Moving about in Britain – by any transport method – is getting too tricky by half. With so many different systems and rules it’s a wonder anyone bothers, writes Guy Bird
I’m potentially £80 down and have the right hump. Two fines in as many weeks illustrate how needlessly difficult it can be to travel in this overly devolved and complicated country.
The first one related to not having the right ticket to travel on a train despite the fact the ticket office was shut before 6pm on a weekday and that I’ve always been allowed to pay at the other end.

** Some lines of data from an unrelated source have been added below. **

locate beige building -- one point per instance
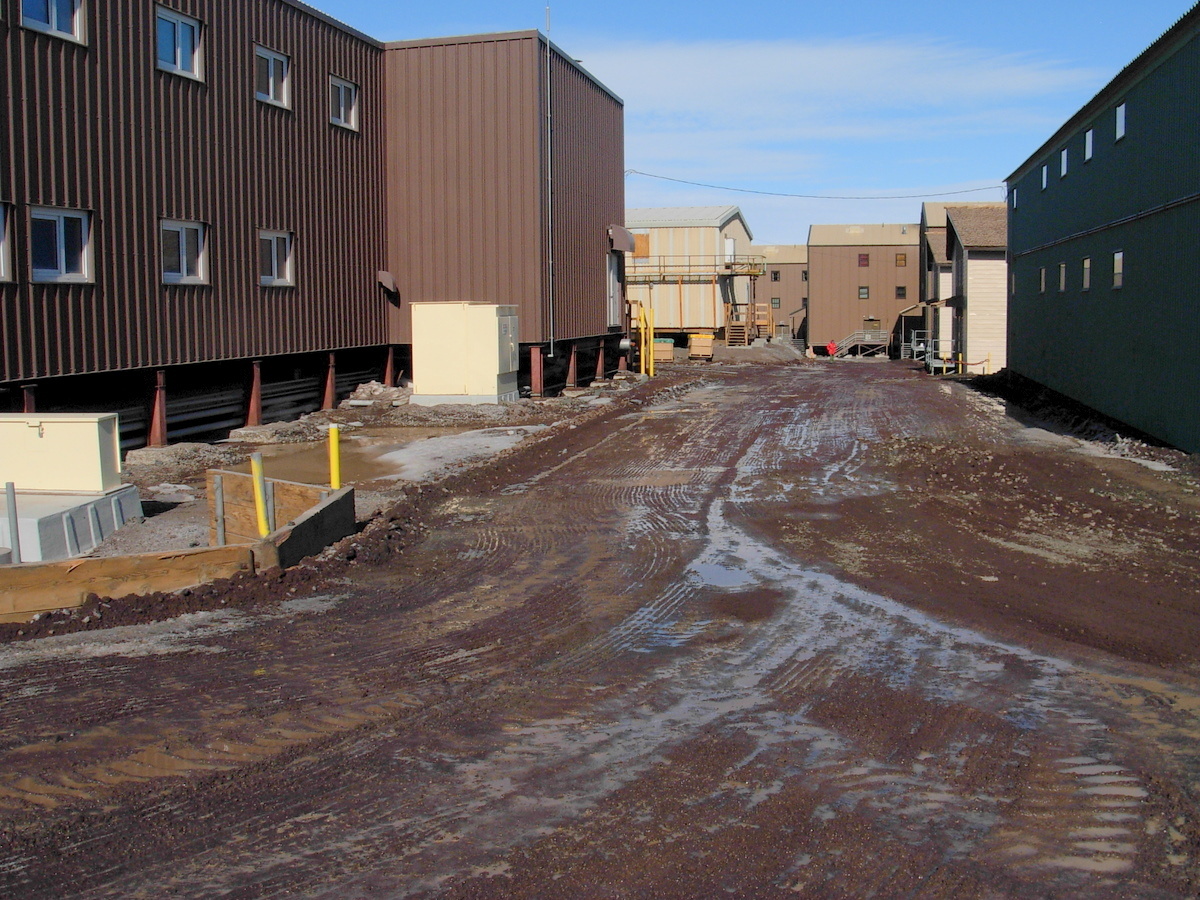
(693, 267)
(861, 279)
(784, 286)
(977, 243)
(937, 282)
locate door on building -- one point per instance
(616, 292)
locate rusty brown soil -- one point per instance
(823, 630)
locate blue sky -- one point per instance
(817, 96)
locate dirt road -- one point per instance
(827, 630)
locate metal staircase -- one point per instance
(868, 343)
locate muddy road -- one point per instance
(819, 630)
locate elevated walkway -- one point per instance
(864, 343)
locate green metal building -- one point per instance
(1104, 247)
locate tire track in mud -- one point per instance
(594, 660)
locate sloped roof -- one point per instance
(936, 240)
(933, 215)
(979, 227)
(875, 235)
(684, 217)
(781, 253)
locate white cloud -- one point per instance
(850, 117)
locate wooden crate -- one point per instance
(700, 346)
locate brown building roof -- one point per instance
(979, 227)
(871, 235)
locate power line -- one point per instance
(814, 196)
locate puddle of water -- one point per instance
(361, 455)
(190, 633)
(721, 576)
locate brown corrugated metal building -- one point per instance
(785, 285)
(861, 279)
(490, 199)
(203, 195)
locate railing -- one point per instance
(877, 340)
(642, 269)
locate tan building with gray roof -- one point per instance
(693, 267)
(977, 243)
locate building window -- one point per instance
(271, 73)
(60, 245)
(179, 43)
(343, 103)
(5, 244)
(184, 252)
(275, 259)
(55, 17)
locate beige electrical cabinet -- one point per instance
(60, 451)
(465, 353)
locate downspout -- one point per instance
(550, 187)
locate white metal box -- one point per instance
(465, 353)
(71, 453)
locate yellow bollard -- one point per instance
(335, 457)
(256, 472)
(649, 327)
(641, 340)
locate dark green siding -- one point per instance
(1128, 352)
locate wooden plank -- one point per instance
(37, 587)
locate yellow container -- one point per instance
(69, 453)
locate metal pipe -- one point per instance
(10, 491)
(256, 472)
(219, 509)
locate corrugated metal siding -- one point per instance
(465, 217)
(834, 279)
(100, 127)
(468, 179)
(987, 309)
(1122, 352)
(589, 195)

I have better things to do than fare-dodge £2.10. But having the means to pay in hard notes and also being in possession of a fully paid-up Oyster card (useable on some lines but not all) was not enough to stop me being treated like a criminal by ‘Mr. Inspector’. He wouldn’t let me step the final four yards to his station’s excess fare booth, which of course – unlike the office at my starting destination – was open.

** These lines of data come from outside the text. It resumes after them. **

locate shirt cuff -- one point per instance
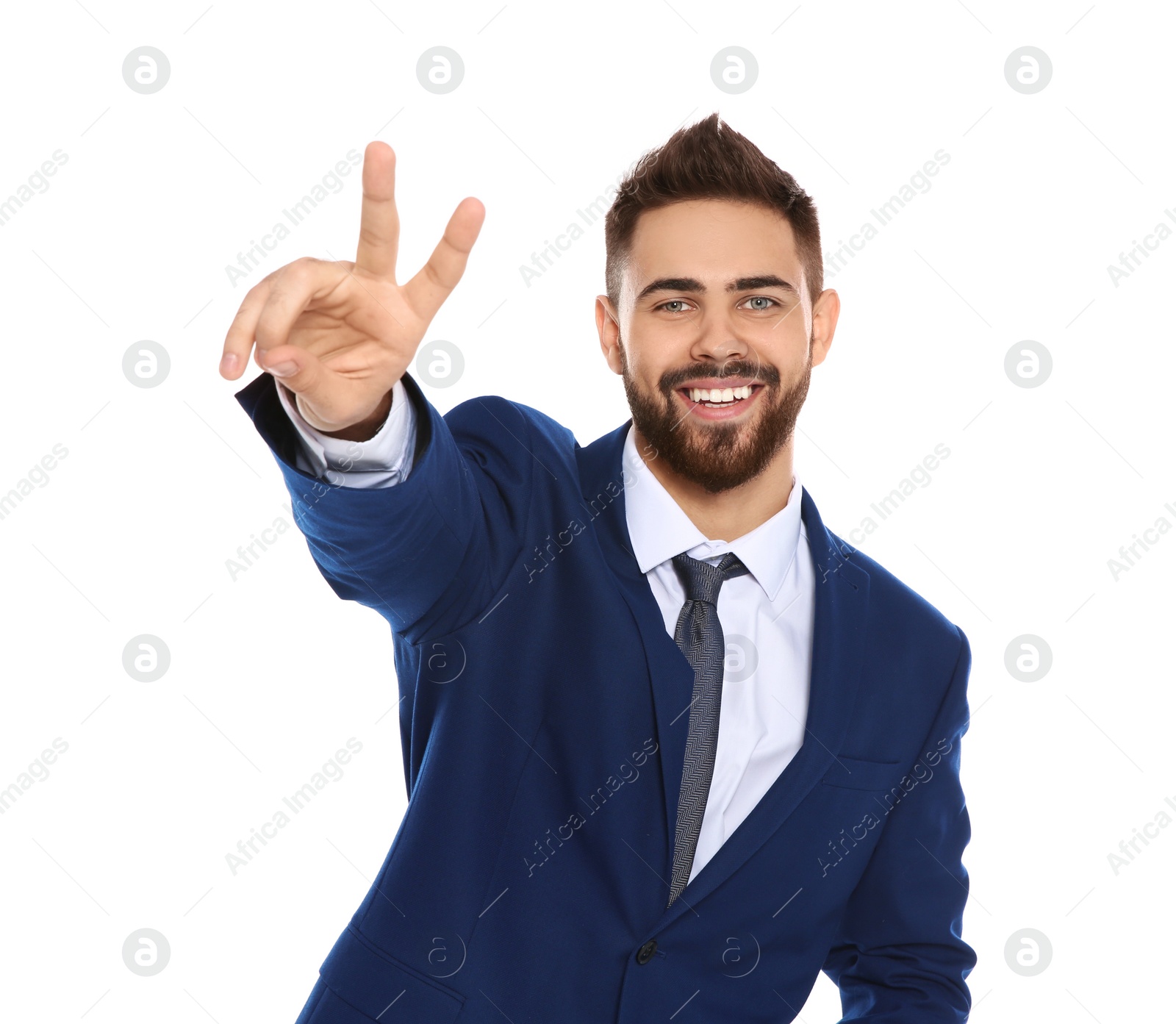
(381, 461)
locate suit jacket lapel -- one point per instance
(672, 678)
(839, 629)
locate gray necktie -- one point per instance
(700, 637)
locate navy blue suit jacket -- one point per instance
(544, 739)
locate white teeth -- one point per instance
(720, 394)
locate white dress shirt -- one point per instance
(766, 615)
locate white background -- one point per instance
(270, 673)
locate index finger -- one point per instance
(379, 220)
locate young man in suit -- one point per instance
(672, 747)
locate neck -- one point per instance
(733, 513)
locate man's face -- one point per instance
(714, 299)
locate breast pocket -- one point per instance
(384, 989)
(850, 773)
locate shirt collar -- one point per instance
(659, 528)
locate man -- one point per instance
(672, 747)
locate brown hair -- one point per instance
(709, 160)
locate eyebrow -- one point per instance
(695, 284)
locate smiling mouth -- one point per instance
(719, 398)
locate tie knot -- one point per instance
(701, 580)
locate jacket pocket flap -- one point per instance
(850, 773)
(384, 988)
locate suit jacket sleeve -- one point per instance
(381, 461)
(900, 957)
(429, 553)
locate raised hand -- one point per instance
(341, 334)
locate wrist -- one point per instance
(362, 431)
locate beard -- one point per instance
(717, 455)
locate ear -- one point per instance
(609, 326)
(825, 323)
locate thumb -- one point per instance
(299, 372)
(292, 366)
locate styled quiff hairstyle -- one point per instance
(709, 160)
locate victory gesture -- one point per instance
(341, 334)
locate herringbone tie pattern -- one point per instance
(700, 637)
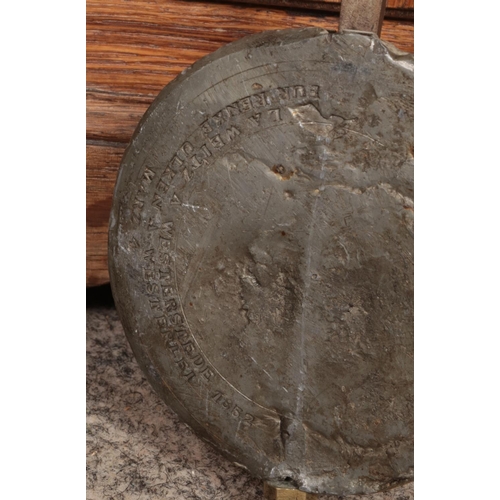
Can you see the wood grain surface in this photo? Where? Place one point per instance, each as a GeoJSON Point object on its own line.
{"type": "Point", "coordinates": [134, 48]}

After an appeal to his huge supervisor/bouncer’s human nature, I was allowed to pay the £2.10 and dispute the £20 fine. I’m not holding out much hope of a fair result.
Party pooper
Parking in a residential street should have been easier – a doddle even – for a seasoned driver like me who actually knows how to pay the congestion charge by text. Seemingly not. On arrival, late Saturday afternoon, I spot specific ‘two wheels on pavement, two wheels off’ parking stipulations and manoeuvre carefully within the vaguely outlined box to make sure not even my car’s overhangs are overhanging outside the allotted space. Then I spy ‘permit or pay and display’ signs and I’m fretting again. Not having a penny on me (though I did have a bottle of wine for the host) I rush to get my young kids to the front door of the party down the street in the hope someone has change to pay for the 1.5 hours left before the restrictions lift.

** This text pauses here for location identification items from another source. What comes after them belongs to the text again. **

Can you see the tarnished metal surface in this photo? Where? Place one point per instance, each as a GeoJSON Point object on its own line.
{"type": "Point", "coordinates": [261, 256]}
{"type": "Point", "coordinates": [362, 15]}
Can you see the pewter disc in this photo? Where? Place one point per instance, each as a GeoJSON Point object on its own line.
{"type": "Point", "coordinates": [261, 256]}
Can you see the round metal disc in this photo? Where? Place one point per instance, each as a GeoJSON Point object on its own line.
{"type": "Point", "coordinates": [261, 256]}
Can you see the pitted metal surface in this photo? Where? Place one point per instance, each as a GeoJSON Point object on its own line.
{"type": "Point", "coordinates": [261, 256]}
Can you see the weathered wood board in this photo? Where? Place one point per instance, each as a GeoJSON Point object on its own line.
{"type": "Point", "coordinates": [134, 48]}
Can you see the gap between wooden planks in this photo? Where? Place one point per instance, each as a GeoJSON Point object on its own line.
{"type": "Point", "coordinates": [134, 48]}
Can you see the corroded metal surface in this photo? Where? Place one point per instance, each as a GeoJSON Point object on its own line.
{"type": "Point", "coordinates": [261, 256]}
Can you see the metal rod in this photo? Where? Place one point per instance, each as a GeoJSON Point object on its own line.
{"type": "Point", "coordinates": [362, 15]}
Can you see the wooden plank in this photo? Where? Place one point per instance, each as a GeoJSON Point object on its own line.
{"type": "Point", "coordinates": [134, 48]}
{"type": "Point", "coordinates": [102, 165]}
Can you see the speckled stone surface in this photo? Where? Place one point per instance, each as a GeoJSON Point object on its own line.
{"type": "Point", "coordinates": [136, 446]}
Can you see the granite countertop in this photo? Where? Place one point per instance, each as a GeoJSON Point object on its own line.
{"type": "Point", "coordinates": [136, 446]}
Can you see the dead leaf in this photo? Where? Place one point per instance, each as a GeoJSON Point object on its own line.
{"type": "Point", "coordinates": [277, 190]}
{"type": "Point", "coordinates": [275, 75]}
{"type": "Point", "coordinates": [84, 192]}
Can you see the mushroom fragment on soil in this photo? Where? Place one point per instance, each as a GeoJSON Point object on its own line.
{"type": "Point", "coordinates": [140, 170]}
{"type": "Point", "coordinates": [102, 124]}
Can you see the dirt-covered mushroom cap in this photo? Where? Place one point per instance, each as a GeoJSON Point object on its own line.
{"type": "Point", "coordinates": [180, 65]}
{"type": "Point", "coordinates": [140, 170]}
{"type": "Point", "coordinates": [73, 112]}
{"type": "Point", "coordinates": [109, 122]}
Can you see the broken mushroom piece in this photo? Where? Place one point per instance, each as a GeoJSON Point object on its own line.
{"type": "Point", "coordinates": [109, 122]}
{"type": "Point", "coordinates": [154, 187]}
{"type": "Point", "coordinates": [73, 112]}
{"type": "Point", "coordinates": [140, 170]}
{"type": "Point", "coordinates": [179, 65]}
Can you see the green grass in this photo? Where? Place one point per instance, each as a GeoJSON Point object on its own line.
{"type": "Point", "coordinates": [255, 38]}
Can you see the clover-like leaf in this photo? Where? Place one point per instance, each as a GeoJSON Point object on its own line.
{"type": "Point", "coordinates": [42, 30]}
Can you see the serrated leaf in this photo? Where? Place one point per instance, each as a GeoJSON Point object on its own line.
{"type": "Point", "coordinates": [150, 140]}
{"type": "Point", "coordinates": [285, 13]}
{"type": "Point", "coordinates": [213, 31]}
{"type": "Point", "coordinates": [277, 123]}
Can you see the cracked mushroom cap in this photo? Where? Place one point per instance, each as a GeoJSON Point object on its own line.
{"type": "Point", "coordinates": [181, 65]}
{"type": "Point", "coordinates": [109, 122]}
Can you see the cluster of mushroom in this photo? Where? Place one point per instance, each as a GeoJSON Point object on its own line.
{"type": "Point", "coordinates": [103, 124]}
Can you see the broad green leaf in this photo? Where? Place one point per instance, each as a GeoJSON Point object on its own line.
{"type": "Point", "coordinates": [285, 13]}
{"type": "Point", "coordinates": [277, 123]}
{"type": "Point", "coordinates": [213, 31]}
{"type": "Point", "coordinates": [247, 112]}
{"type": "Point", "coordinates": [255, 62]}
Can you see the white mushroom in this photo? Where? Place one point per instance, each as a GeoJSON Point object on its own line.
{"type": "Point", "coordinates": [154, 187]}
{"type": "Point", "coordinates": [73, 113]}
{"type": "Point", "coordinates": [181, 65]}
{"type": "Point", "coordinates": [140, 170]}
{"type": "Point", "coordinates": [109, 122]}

Fortunately the homeowner is on the ball and hands me a ‘visitor parking permit’. I duly scratch off the right day and month for with my key and rush back to car to and place it on my dashboard. Four hours later there’s a £60 ticket on the windscreen “for displaying an invalid permit” because I had failed to write in the vehicle’s registration number. Last time I used such a parking permit in another borough I don’t remember needing to do such a thing. And I can’t dispute the fine until it’s reached the full £60 to really pile on the pressure and nudge me toward paying the lesser but still ridiculously disproportionate £30 early and moving on.
Every town, city, bus, train and underground company seems to have different rules. Which makes me wonder: do they really want my original fare or are they concentrating more on the lucrative fines? It really is time for more joined-up transport rules. Looking forward to nationwide road-charging already.